Chapter 8. Creating Command Pipelines

The designers of Unix created an operating system with a philosophy that remains valid to this day. The Unix designers established the following:

  • Everything is a file. Devices are represented as special files, as are networking connections and plain old normal files.

  • Each process runs in an environment. This environment includes standard files for input, output, and errors.

  • Unix has many small commands, each of which was designed to perform one task and to do that task well. This saves on memory and processor usage. It also leads to a more elegant system.

  • These small commands were designed to accept input from the standard input file and send output to the standard output files.

  • You can combine these small commands into more complex commands by creating command pipelines.

This chapter delves into these concepts from the perspective of shell scripts. Because shell scripts were designed to call commands, the ability to create command pipelines, thereby making new, complex commands from the simple primitive commands, provides you with extraordinary power. (Be sure to laugh like a mad scientist here.)

This chapter covers how you can combine commands and redirect the standard input, output, and errors, as well as pipe commands together.

Working with Standard Input and Output

Every process on Unix or a Unix-like system is provided with three open files (usually called file descriptors). These files are the standard input, output, and error files. By default:

  • Standard input is the keyboard, abstracted as a file to make it easier to write scripts and programs.

  • Standard output is the shell window or terminal from which the script runs, abstracted as a file to again make writing scripts and programs easier.

  • Standard error is the same as standard output: the shell window or terminal from which the script runs.

When your script calls the read command, for example, it reads data from the standard input file. When your script calls the echo command, it sends data to the standard output file.

A file descriptor is simply a number that refers to an open file. By default, file descriptor 0 (zero) refers to standard input and is often abbreviated as stdin. File descriptor 1 refers to stdout, and file descriptor 2 refers to stderr. These numbers are important when you need to access a particular file, especially when you want to redirect these files to other locations. File descriptor numbers go up from zero.

Redirecting Standard Input and Output

Because the keyboard and shell window are treated as files, it's easier to redirect a script's output or input. That is, you can send the output of a script or a command to a file instead of to the shell window. Similarly, you can change the input of a script or command to come from a file instead of the keyboard. To do this, you create commands with a special > or < syntax.

To review, the basic syntax for a command is:

command options_and_arguments

The options are items such as -l for a long file listing (for the ls command). Arguments are items such as file names.

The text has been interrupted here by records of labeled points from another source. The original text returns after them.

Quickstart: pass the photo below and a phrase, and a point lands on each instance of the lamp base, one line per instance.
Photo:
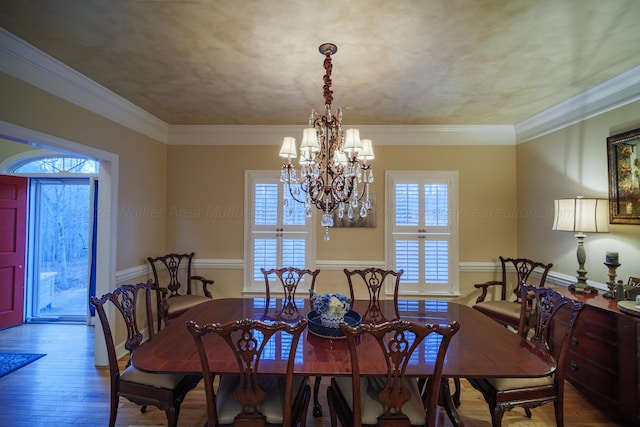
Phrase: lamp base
(580, 288)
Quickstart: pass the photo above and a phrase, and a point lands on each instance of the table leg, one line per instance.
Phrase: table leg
(446, 402)
(317, 407)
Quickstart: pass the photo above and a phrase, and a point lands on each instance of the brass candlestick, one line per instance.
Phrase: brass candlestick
(612, 279)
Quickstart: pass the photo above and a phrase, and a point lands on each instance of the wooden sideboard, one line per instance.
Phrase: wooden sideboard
(603, 361)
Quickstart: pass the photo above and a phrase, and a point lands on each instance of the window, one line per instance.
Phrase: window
(60, 273)
(277, 233)
(422, 230)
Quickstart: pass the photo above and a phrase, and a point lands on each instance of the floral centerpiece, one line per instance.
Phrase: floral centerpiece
(331, 308)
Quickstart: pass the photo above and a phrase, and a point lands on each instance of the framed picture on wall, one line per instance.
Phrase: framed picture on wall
(623, 152)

To redirect the output of a command to a file, use the following syntax:

command options_and_arguments > output_file

To redirect the input of a command to come from a file, use the following syntax:

command options_and_arguments < input_file

You can combine both redirections with the following syntax:

command options_and_arguments < input_file > output_file

You can use this syntax within your scripts or at the command line.

Redirecting Standard Error

In addition to redirecting the standard input and output for a script or command, you can redirect standard error. Even though standard error by default goes to the same place as standard output—the shell window or terminal—there are good reasons why stdout and stderr are treated separately. The main reason is that you can redirect the output of a command or commands to a file, but you have no way of knowing whether an error occurred. Separating stderr from stdout allows the error messages to appear on your screen while the output still goes to the file.

To redirect stderr from a command to a file, use the following syntax:

command options_and_arguments 2> output_file

The 2 in 2> refers to file descriptor 2, the descriptor number for stderr.

The C shell uses a different syntax for redirecting standard error. See the next section for more on this.

Redirecting Both Standard Output and Standard Error

In the Bourne shell (as well as Bourne-shell derivatives such as bash and ksh), you can redirect stderr to the same location as stdout in a number of ways. You can also redirect standard error to a separate file. As part of this, you need to remember that the file descriptors for the standard files are 0 for stdin, 1 for stdout, and 2 for stderr.

Appending to Files

The > operator can be quite destructive. Each time you run a command redirecting stdout to a file with >, the file will be truncated and replaced by any new output. In many cases, you'll want this behavior because the file will contain just the output of the command. But if you write a script that outputs to a log file, you typically don't want to destroy the log each time. This defeats the whole purpose of creating a log.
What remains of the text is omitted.